Gabriel conta que conheceu Lanna na faculdade que os dois cursaram juntos, em Belém, momento em que ele começou a estranhar a cultura de deslocamento que existe entre os dois municípios:

“O fato de a gente ir criando uma convivência, passando muito tempo trabalhando e estudando, fazia com que a gente quisesse sair e se distrair no fim do dia. Foi então que eu comecei a perceber que as sugestões de lugares eram sempre em Belém”, ele conta.

Lanna admite que não pensava em Ananindeua como um lugar para lazer. Ela lembra que, desde a infância, se deslocar para o município vizinho só tinha um propósito: visitar familiares em ocasiões como aniversários e datas comemorativas - concepção que mudou depois da amizade com Gabriel.

"Depois da faculdade, a gente começou a se encontrar mais na casa do Gabriel, no shopping de Ananindeua… Foi o período em que o meu irmão também se mudou para Ananindeua. Então minha ida para lá ficou muito mais frequente e Ananindeua parou de parecer longe”.

Ao avaliar o problema, hoje, Gabriel considera que essa cultura de deslocamento está enraizada nos moradores de ambos os municípios, não apenas nos de Belém:

“Eu fui entendendo que a gente, de Ananindeua, também não foi acostumado a sugerir locais aqui. Como se Ananindeua fosse vista por todo mundo como um lugar de passagem. Também acho que falta um trabalho de valorização dos espaços da cidade, de se divulgar mesmo. Porque o lugar conhecido é o shopping, mas pode haver outros lugares que a gente não conhece e que poderiam ser mais publicizados”, considera.

 

Percepções devem mudar com a metropolização, diz pesquisador

De acordo com o geógrafo Luiz Augusto Soares Mendes, pesquisador sobre geografia urbana e metropolização, essa disparidade de percepção e comportamento entre os moradores dos dois municípios têm um fundo histórico, que remonta ao processo de expansão urbana de Belém e ao início dos aglomerados urbanos em Ananindeua.
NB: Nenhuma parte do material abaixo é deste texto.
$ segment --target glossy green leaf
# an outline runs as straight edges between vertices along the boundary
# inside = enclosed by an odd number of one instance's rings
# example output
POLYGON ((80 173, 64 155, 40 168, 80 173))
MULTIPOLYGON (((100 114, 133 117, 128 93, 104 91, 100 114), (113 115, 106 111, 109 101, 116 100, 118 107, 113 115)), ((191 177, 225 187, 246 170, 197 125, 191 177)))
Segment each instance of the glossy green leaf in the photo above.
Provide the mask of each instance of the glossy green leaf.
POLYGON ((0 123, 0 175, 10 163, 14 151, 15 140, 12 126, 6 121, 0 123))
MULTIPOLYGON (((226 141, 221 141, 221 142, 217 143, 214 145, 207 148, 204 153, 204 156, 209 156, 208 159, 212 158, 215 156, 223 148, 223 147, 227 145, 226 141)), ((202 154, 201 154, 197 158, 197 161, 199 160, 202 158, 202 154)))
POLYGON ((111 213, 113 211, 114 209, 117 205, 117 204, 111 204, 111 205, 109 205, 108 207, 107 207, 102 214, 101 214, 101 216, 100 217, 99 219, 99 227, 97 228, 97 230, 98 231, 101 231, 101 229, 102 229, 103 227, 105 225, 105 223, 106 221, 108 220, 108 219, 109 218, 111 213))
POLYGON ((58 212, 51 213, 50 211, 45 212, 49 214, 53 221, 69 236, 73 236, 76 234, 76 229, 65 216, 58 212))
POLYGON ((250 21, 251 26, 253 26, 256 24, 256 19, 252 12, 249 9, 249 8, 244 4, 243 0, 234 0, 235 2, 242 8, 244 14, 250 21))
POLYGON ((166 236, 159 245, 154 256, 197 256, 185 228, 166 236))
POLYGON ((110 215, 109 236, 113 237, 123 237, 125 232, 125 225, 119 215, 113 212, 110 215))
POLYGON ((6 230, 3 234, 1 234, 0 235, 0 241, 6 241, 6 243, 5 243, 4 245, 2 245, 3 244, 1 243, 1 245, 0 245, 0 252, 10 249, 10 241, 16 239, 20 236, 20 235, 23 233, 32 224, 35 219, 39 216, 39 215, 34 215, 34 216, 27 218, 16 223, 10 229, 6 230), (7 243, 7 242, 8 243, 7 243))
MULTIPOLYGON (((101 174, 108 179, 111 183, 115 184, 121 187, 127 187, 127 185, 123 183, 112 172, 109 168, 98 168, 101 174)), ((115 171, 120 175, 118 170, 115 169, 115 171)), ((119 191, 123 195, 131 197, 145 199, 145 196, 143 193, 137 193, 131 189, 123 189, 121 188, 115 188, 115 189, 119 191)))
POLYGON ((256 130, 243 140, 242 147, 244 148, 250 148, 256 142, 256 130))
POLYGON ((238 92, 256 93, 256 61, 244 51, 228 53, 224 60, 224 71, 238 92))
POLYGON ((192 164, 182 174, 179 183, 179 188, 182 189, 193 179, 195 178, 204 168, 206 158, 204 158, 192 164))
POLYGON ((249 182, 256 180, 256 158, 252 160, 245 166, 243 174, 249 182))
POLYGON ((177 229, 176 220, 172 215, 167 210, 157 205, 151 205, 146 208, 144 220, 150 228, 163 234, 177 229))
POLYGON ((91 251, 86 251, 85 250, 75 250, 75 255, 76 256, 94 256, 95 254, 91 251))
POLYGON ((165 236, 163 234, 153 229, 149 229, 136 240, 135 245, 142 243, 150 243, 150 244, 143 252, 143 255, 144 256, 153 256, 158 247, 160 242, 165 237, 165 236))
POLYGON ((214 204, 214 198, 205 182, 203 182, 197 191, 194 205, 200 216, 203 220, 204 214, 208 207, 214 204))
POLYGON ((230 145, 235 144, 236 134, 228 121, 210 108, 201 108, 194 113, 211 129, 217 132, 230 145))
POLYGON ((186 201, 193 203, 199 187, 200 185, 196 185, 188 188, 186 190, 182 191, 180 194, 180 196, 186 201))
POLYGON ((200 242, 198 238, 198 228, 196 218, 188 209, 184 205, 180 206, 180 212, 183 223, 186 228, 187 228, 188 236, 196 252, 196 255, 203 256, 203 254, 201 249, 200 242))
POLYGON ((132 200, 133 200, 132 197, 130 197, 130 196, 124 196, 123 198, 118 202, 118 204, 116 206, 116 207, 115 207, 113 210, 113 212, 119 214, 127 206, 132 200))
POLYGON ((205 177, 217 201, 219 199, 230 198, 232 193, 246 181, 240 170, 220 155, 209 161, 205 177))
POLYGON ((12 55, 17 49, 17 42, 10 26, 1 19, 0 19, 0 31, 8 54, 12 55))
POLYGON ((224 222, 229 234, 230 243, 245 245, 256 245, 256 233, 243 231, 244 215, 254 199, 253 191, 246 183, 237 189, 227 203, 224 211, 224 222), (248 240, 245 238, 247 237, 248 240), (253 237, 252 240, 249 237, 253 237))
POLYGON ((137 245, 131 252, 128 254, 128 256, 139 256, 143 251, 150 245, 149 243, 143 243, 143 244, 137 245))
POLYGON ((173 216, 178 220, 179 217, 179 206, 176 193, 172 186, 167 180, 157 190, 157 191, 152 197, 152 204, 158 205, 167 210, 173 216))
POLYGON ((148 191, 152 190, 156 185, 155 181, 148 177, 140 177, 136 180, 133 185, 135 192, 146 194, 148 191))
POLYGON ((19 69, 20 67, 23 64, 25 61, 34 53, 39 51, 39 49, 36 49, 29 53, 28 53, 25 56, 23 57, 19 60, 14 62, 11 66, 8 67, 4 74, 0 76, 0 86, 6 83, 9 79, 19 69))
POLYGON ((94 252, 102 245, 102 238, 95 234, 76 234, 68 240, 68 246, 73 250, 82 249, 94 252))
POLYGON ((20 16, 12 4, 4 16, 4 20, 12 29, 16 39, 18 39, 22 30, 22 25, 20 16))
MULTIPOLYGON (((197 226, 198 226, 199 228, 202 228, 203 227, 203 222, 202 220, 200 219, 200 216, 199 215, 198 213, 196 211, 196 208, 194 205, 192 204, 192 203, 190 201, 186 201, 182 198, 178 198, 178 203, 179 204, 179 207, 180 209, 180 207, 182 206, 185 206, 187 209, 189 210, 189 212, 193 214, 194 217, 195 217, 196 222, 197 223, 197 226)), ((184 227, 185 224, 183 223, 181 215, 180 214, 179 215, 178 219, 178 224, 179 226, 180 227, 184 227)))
“Nesses primeiros anos, Ananindeua carecia de serviços e atividades comerciais. As pessoas que moravam lá, trabalhavam em Belém e só voltavam para casa para dormir, colaborando para o estigma de cidade-dormitório - o que passou a mudar com o processo intenso de metropolização que o município vem tendo nos últimos anos”.

Para o pesquisador, Belém ainda carrega, de forma mais consolidada, o conceito de um núcleo central, colaborando para que as intenções de deslocamento girem em torno da cidade. Entretanto, “desde quando Ananindeua passa a contar com o aumento da oferta de serviços de lazer, gastronômicos, educacionais, administrativos, bancários, e mesmo empresariais, o movimento no sentido Belém-Ananindeua começa a ser percebido, ainda que de forma sutil. Ainda assim, hoje, já é maior que no passado, e tende a aumentar”, avalia o pesquisador.